As a girl, despite her unusual behaviour, Sabine would play with her siblings and take part in their games. She first attended a school for "abnormal" children but in fact had a great many abilities, including being able to read and write. At the age of 12 she was enrolled in the same school as Sandrine, but stood out as being different and suffered taunting by the other kids. She became self-destructive, biting and scratching herself and removing her clothes in the playground. With no specialised schools available, she then remained at home until the age of 27, during which years she was highly creative both in crafts and studies. Also developing a love for music, she took lessons for piano and very soon was playing Schubert and Bach. Sabine was always very close to her siblings but as they left home one by one she was left alone with her mother in the Parisian suburbs. Her sisters would visit her regularly and organise special outings for her. She became independent, able to go places on her own; she was cheerful, full of laughter and life. Sandrine then made Sabine's dream of America come true by taking her on a visit to New York.

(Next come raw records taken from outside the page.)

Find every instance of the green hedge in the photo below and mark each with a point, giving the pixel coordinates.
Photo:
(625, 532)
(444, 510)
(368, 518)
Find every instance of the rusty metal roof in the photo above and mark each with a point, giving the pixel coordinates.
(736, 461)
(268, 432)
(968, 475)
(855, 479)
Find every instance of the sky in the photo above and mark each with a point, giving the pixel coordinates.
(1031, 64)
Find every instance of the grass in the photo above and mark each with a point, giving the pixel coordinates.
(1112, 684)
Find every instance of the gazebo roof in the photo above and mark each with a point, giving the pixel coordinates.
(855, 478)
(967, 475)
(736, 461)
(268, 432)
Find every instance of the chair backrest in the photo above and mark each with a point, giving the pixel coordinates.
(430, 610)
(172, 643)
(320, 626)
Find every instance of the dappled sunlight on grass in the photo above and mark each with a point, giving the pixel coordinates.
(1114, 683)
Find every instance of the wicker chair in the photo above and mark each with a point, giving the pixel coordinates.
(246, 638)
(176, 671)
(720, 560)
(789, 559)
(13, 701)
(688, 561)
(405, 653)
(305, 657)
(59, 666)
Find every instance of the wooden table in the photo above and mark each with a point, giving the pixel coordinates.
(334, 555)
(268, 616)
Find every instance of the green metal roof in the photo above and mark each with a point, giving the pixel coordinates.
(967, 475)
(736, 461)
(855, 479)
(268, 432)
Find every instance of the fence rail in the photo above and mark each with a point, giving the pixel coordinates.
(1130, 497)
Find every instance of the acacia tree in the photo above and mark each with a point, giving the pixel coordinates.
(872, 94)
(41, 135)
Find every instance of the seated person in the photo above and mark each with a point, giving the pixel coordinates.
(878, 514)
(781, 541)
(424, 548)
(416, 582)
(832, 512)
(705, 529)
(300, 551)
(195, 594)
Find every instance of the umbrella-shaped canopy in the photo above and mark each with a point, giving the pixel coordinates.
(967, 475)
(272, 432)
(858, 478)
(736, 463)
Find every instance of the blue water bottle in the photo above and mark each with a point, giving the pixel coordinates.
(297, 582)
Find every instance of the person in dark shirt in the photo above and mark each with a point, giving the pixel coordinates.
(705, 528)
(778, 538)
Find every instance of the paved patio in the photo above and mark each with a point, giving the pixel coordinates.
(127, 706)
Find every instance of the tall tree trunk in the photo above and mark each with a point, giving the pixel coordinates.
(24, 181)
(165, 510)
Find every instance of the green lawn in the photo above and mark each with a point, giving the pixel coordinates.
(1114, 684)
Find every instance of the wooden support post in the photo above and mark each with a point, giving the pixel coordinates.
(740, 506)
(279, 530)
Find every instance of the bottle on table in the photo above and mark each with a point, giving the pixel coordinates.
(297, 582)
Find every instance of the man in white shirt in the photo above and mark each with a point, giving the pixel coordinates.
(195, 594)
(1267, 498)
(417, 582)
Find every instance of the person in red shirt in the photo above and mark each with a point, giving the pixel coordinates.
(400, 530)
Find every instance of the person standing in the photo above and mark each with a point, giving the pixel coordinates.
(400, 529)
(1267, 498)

When Sabine's mother moved from Paris to the country the sisters were able to visit less frequently. Sabine became isolated, and feeling abandoned, gradually began to decline, becoming destructive and violent towards her mother. Her sisters took her for a while in order to give their mother a break but Sabine continued to be violent and disruptive in each of the sisters' family homes. As a result, Sabine was sent to a psychiatric hospital for diagnosis, while the family searched in vain for a specialised home in which she could receive professional care. Sandrine eventually rented a flat close by where she installed Sabine with two home nurses. This arrangement, however, did not last and Sabine returned to the hospital where she stayed for five years. As her anxiety grew worse and she began self-mutilating, she was restrained and given high doses of neuroleptics. With her memory almost gone and her weight increasing by 30kg, Sabine's physical condition and mental faculties deteriorated further until she was unable to look after herself.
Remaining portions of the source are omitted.